Consumer loans dipped $0.7bn, while Securities
loans rose $10.8bn. Other loans were little
changed. Examining the liability side, Deposits
jumped $54.4bn, while "Net Due to Foreign" fell
$27bn.
M2 (narrow) "money" supply jumped
$27.9bn to $7.693 TN (week of 4/21). Narrow
"money" has expanded $231bn y-t-d, or 10.0%
annualized, with a y-o-y rise of $469bn, or 6.5%.

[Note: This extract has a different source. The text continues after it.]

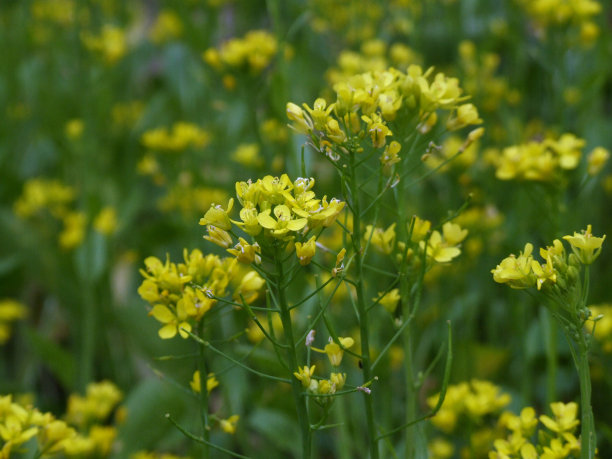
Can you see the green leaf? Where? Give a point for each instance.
(61, 363)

For the week, Currency was unchanged, while Demand
& Checkable Deposits surged $29.3bn. Savings
Deposits gained $15.1bn, while Small Denominated
Deposits declined $1.1bn. Retail Money Funds fell
$5.4bn.
Total Money Market Fund assets
(from Invest Co Inst) sank $65.4bn last week to
$3.418 TN, while posting a y-t-d gain of $305bn,
or 30% annualized. Money Fund assets have posted a
40-week rise of $834bn (42% annualized) and a
one-year increase of $971 TN (40%).
Asset-Backed Securities (ABS) issuance
increased to $6.6bn. Year-to-date total US ABS
issuance of $68bn (tallied by JPMorgan's
Christopher Flanagan) is running 25% of the
comparable level from 2007. Home Equity ABS
issuance of $303 million compares with 2007's
$146bn. Year-to-date CDO issuance of $12bn
compares to the year ago $151bn.
Total
Commercial Paper dropped $21.3bn to $1.764 TN -
the low since May 2006. CP has declined $460bn
over the past 38 weeks. Asset-backed CP fell
$17.7bn (38-wk drop of $446bn) to $749bn. Over the
past year, total CP has contracted $285bn, or
13.9%, with ABCP down $349bn, or 31.7%.
Fed Foreign Holdings of Treasury, Agency
Debt last week (ended 4/30) increased $10.5bn to a
record $2.263 TN. "Custody holdings" were up
$207bn y-t-d, or 29% annualized, and $337bn
year-over-year (17.5%). Federal Reserve Credit
declined $4.0bn to $864bn. Fed Credit has
contracted $9.1bn y-t-d and $2.5bn y-o-y (0.3%).